Does the HR department have the blessings of the top management?
If yes, it should be easier to get it done. If not, you have to use your tact.
If the programmes are as per top management, then it can be linked to the format of annual appraisal.
In case of Functional areas many a management is serious and may even withhold an annual increment if some one does not attend.
Behavioral related programmes also can add up to this total number of training hours an employee has to attend in a year.
Please remember that in case of adult learning two aspects are important.
They will learn, if the HAVE TO ( any compulsion - promotion, increment, by top management pressure one way or other)
They will also learn, if they WANT TO ( on their own interest : you should facilitate this)

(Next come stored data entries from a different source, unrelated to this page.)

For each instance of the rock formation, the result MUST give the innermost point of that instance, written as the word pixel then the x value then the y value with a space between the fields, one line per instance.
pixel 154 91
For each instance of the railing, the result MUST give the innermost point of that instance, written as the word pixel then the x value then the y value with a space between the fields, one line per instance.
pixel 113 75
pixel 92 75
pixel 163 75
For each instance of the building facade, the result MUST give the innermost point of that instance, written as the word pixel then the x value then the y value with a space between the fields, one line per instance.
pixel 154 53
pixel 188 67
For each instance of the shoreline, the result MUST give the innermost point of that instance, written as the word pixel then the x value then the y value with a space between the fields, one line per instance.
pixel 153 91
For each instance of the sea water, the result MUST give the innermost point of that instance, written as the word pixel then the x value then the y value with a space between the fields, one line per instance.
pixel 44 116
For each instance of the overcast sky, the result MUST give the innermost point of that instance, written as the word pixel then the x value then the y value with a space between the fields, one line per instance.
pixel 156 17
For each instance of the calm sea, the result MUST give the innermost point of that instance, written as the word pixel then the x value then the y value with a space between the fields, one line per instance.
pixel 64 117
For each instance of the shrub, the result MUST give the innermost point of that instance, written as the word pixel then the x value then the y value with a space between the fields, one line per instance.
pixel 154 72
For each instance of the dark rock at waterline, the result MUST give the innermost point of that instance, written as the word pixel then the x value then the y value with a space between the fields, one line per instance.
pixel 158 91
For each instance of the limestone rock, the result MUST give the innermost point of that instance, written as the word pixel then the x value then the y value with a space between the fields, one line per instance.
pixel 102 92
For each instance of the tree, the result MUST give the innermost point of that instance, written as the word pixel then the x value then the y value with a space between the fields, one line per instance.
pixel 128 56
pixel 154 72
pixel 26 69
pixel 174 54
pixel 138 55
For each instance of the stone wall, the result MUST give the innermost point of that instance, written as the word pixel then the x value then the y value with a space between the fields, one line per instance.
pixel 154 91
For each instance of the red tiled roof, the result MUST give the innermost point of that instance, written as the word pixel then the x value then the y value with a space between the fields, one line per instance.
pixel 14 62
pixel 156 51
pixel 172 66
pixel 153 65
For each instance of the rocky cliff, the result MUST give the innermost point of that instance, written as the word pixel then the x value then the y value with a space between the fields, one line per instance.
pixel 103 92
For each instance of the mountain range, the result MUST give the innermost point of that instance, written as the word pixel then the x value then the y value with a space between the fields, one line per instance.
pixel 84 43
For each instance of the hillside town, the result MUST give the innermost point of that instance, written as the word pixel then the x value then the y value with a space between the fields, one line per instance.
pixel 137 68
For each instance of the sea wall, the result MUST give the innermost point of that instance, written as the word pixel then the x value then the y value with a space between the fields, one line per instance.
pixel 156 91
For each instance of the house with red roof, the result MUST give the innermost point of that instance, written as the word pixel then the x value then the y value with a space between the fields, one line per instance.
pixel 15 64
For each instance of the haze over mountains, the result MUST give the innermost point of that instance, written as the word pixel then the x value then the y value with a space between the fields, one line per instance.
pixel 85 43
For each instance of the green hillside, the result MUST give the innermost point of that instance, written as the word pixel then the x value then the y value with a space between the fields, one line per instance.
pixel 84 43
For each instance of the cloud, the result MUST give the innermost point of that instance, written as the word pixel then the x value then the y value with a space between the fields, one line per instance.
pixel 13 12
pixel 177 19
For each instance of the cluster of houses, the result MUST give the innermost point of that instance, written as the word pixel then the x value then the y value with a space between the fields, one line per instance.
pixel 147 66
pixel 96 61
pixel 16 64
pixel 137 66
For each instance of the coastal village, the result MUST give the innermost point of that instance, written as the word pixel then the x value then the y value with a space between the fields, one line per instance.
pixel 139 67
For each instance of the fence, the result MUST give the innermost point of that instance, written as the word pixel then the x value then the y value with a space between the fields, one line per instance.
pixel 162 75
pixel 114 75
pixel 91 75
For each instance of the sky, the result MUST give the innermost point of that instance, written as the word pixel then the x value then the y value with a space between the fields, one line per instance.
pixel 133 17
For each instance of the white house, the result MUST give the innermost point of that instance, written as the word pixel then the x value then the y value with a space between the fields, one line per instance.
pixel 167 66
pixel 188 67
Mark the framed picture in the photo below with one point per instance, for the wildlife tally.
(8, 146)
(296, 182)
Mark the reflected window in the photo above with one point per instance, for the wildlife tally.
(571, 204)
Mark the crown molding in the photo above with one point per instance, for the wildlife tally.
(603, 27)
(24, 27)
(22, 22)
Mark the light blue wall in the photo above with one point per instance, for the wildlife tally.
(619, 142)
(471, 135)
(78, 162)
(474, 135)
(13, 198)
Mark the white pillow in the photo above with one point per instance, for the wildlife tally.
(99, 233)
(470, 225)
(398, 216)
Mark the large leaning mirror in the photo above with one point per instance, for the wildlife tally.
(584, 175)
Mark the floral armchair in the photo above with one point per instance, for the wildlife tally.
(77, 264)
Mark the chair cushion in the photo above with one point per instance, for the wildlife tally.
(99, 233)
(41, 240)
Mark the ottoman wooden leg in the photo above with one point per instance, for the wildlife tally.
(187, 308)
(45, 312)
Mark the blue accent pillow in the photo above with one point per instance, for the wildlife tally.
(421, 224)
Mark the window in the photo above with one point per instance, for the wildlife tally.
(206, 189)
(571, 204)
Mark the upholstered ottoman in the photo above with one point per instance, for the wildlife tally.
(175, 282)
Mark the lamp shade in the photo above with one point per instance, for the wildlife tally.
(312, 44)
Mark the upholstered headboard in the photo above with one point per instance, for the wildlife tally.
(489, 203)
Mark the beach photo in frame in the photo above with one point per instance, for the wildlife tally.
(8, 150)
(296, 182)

Once you analyze on the above lines ,you will find ways of motivating them.
26th August 2016 From India
People will not attend training if it is of no value, or interest to them. You can lead a horse to water, but you cannot make him drink.
Other than essential safety and operational training, no other training should be offered if it is not backed up by a sound Training Needs Analysis. If training is to be conducted, it should be what staff NEED, not what you or management THINK they need.

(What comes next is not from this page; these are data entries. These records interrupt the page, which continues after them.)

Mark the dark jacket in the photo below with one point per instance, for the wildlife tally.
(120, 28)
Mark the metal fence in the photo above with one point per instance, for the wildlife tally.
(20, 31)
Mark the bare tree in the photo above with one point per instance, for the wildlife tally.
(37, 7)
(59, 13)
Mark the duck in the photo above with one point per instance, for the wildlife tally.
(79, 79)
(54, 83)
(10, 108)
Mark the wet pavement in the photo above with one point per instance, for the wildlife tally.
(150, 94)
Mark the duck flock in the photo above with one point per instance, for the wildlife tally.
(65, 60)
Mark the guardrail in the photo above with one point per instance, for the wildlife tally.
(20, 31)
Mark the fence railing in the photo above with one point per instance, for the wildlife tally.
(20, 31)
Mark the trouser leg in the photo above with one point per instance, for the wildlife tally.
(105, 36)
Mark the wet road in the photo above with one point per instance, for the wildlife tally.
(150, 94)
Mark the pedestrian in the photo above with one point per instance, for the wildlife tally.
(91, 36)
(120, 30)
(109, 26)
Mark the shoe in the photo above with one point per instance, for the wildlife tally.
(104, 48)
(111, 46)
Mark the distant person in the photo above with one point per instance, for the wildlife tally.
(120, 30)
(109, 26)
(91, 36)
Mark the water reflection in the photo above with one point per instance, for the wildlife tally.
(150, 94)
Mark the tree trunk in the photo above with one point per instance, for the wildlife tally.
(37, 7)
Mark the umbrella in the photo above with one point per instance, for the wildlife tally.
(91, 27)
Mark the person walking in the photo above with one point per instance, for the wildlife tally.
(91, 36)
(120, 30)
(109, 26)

Secondly, it needs to be proper training, conducted by a trainer qualified to deliver the course. I have discussed at length many times here on CiteHR, the problem of people just asking for generic powerpoints of training. Standing in front of a group of people and just reading off the words of someone else's powerpoint designed for some other organisation IS NOT TRAINING. All effective training, must be designed for the specific organisation.
There will always be a hard core of staff members in any organisation who will resist training. That's a given. Forcing them only reinforces the resistance. As others have said, there needs to be incentives, a carrot and stick approach if you will.

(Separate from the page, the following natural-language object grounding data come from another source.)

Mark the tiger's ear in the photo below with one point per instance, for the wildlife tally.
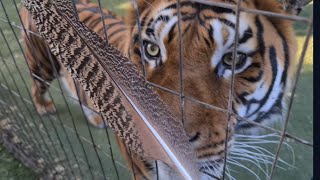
(142, 5)
(294, 7)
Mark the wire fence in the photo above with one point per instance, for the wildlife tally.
(65, 145)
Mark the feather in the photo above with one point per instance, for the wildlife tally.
(125, 99)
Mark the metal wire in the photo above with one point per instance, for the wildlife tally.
(237, 8)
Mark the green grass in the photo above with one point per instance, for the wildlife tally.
(10, 168)
(300, 120)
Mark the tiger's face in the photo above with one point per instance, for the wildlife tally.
(262, 67)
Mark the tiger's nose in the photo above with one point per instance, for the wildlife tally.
(195, 137)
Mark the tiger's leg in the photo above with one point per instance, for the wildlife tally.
(79, 94)
(42, 103)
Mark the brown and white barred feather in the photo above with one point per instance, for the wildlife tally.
(263, 70)
(124, 98)
(46, 68)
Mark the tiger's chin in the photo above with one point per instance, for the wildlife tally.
(272, 118)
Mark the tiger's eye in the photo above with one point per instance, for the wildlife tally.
(152, 50)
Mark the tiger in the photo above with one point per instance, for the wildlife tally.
(263, 71)
(45, 68)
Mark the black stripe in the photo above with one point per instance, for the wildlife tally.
(116, 32)
(171, 33)
(246, 36)
(274, 69)
(201, 7)
(254, 79)
(227, 22)
(262, 47)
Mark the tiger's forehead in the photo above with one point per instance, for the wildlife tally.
(159, 19)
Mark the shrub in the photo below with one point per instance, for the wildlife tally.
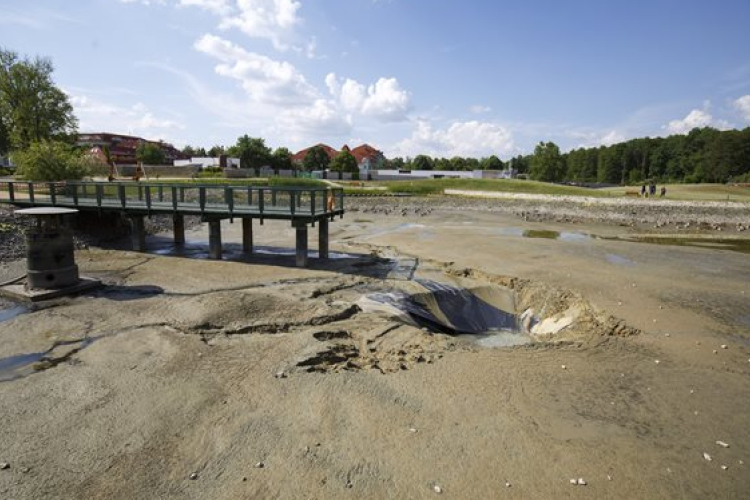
(51, 161)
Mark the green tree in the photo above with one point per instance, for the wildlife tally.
(546, 164)
(422, 162)
(149, 153)
(252, 152)
(316, 159)
(32, 108)
(491, 163)
(51, 161)
(282, 159)
(344, 162)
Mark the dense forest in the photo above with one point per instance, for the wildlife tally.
(703, 155)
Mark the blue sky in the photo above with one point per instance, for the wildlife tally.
(445, 78)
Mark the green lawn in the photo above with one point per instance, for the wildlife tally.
(704, 192)
(437, 186)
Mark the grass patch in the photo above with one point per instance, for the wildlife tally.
(437, 186)
(697, 192)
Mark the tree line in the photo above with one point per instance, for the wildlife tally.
(703, 155)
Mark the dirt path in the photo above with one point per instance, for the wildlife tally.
(266, 381)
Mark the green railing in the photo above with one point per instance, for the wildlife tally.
(187, 198)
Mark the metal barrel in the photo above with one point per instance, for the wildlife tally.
(49, 258)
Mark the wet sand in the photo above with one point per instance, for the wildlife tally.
(267, 381)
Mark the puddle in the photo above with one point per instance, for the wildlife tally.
(23, 365)
(619, 260)
(544, 234)
(12, 312)
(484, 314)
(735, 245)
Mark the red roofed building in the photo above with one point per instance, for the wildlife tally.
(368, 158)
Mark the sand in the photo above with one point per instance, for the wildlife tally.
(266, 381)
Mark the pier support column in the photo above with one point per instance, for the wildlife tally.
(247, 235)
(323, 238)
(301, 244)
(214, 239)
(178, 225)
(138, 233)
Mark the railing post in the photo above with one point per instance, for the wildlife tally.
(261, 198)
(229, 199)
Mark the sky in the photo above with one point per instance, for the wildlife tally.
(439, 77)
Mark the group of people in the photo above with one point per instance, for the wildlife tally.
(651, 191)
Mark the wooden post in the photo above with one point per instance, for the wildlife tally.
(178, 225)
(323, 238)
(214, 239)
(247, 235)
(301, 253)
(138, 233)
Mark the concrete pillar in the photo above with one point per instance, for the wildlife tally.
(323, 238)
(214, 239)
(247, 235)
(178, 225)
(138, 233)
(301, 244)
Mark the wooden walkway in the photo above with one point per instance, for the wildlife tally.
(302, 206)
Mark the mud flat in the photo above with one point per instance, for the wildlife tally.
(470, 351)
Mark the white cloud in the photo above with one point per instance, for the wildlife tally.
(267, 19)
(696, 118)
(99, 116)
(472, 139)
(478, 109)
(265, 79)
(743, 106)
(384, 100)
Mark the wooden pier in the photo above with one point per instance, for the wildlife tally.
(302, 206)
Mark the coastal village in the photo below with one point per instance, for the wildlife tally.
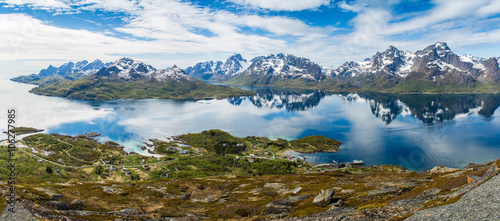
(213, 175)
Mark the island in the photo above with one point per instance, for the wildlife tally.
(24, 130)
(130, 79)
(214, 175)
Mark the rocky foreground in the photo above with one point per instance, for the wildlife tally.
(376, 193)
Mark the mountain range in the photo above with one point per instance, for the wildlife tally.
(67, 71)
(433, 69)
(130, 79)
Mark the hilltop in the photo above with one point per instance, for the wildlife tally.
(434, 69)
(81, 179)
(130, 79)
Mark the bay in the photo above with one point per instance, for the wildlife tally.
(413, 131)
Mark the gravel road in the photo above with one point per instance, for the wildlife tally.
(481, 203)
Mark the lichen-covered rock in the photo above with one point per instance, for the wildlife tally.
(324, 198)
(76, 204)
(58, 205)
(442, 169)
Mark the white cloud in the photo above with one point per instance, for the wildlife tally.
(283, 5)
(493, 7)
(45, 4)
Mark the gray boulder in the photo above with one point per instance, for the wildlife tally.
(324, 198)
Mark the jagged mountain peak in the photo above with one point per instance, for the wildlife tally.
(439, 49)
(236, 56)
(77, 70)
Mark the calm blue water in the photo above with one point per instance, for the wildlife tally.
(413, 131)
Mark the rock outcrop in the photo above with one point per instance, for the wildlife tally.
(324, 198)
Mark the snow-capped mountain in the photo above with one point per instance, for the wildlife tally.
(128, 68)
(392, 61)
(436, 63)
(171, 73)
(438, 59)
(80, 69)
(428, 109)
(217, 70)
(285, 66)
(290, 101)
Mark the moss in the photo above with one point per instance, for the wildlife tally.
(371, 206)
(316, 144)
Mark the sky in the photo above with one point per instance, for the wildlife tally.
(37, 33)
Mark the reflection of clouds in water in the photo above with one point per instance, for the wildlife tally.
(43, 112)
(167, 118)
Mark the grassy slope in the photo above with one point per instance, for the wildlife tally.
(210, 139)
(245, 195)
(99, 88)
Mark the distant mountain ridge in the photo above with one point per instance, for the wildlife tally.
(127, 78)
(218, 70)
(433, 69)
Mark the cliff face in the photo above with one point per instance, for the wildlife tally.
(375, 193)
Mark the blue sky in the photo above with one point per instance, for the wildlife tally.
(37, 33)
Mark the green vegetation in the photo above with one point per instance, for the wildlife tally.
(215, 184)
(41, 80)
(316, 144)
(101, 88)
(414, 83)
(25, 130)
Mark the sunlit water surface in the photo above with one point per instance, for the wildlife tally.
(413, 131)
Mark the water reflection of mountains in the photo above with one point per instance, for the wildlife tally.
(290, 100)
(427, 108)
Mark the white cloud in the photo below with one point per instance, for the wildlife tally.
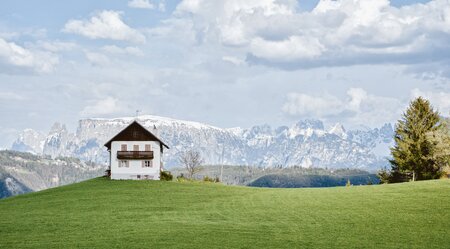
(112, 49)
(10, 96)
(293, 48)
(97, 59)
(56, 46)
(440, 100)
(334, 33)
(359, 107)
(234, 60)
(141, 4)
(106, 106)
(18, 57)
(105, 25)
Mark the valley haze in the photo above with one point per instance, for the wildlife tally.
(306, 143)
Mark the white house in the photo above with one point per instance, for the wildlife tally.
(135, 153)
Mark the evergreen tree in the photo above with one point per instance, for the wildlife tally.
(419, 152)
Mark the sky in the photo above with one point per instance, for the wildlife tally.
(225, 63)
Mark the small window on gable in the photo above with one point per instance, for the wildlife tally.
(123, 164)
(147, 164)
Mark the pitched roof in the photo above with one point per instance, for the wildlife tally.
(134, 132)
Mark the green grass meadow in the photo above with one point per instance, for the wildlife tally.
(102, 213)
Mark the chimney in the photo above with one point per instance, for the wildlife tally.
(155, 131)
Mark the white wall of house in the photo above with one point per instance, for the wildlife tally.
(135, 169)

Training works well when it is enjoyable, fun, and employees see real benefit from it. If you can get the staff enthused about training, and a good trainer can do this, then the rest is easy.
I know this works from my own experience. I have enjoyed training courses where the trainer was dynamic, enthusiastic, and involved the staff in the training. That is the approach I use when I train people, and the survey sheets have always shown how much people enjoyed my training courses.
To give an example, some years ago, I trained about 5 groups of former staff of an airline which went bankrupt. They were mostly Flight Attendants who had worked all their life for the airline, and now had to find new jobs. These people did training almost every week of their working life, in safety, customer service, airline operations etc etc. Almost every single person at the end of the course, told me that after 20 or 30 years of continuous training, they enjoyed my training course better than any other they had attended in their lives!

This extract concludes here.